The basic workflow¶
Version control is a systematic approach to record changes made in a file or set of files over time so that you and your collaborators can track the history, see what changed and recall specific versions later when needed. A typical procedure for using version control is as follows:
Create files - these may contain text, code or both.
Work on these files, by changing, deleting or adding new content.
Create a snapshot of the file status (also known as version) at this time.
This process of creating a snapshot is described differently in different version control software. For example, Git describes it as “a commit”, a few systems call it “a time-point” or “a checkpoint”, and this is simply referred to as “saving your work” in other cases such as in Google docs or HackMD.
As you keep saving your work by adding changes, you make more and more snapshots. You can think of these as saving versions of these files while documenting their history. If you need to go back to the version of a file in a specific point in time because of a mistake, or if you changed your mind about a previous update, you can access the file in your preferred version, or return your entire project to a past state.

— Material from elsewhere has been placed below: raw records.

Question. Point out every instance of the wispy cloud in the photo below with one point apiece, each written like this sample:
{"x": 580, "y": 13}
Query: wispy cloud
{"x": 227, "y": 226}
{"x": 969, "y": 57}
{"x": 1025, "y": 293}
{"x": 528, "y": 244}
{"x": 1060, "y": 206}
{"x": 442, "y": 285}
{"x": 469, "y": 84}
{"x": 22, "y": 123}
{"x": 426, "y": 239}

An illustration of this is shown below.
In many version control systems, you will be able to add a comment every time you save a new version. These comments should be clear and concise to make it easy to understand what changes were proposed and what updates were made in a version. This ensures that it is easy to find what you are looking for when you need to go back to a past version. Your collaborators will thank you, but so will future versions of yourself.
Non-linear development of your project with “branches”¶
So you have your project and you want to add something new or try something out before reflecting the changes in the main project folder. To add something new, you can continue editing your files and save changes with the proposed changes. If you want to try something without reflecting the changes in the main repository first, you can use the “branching” feature of more advanced version control systems such as Git. A branch creates a local copy of the main repository where you can work and try new changes. Any work you do on your branch will not be reflected on your main project (referred to as your master branch) so it remains secure and error-free while you test your ideas and troubleshoot in a local branch.
When you are happy with the new changes, you can introduce them to the main project. The merge feature in Git allows the independent lines of development in a local branch to get integrated into the master branch.
You can have more than one branch off of your master copy, and if one of your branches ends up not working you can either abandon it or delete it without impacting the master branch of your project.
If you want you can even create branches off of branches (and branches off of those branches and so on).
No matter how many branches you have you can access past versions you made on any of them. If you are curious to know how to use this feature in practice, you will find more details a few sections ahead.
Why should you use version control?¶
As explained in the earlier section, version control helps us understand what changes we made in the past or why we did a certain analysis in the way we did it, even weeks or months later. With the help of comments and commit messages, each version can explain what changes it contains compared to the previous versions. This is helpful when we share our analysis (not only data), and make it auditable – more generally, reproducible, which is good scientific practice.
A version control system stores all your changes neatly away so while it is still easy to access them your working directory is not cluttered by the debris of versions past that it is necessary to keep just in case. Similarly, with version control there is no need to leave chunks of code commented should you ever need to come back to an old version again.
Finally, version control is invaluable for collaborative projects where different people work on the same code simultaneously and build on our work. It allows the changes made by different people to be tracked, and can automatically combine people’s work while saving a great deal of painstaking effort to do so manually. Moreover, version control hosting services such as GitHub provide a way to communicate and collaborate in a more structured way, such as in pull requests, code reviews, and issues.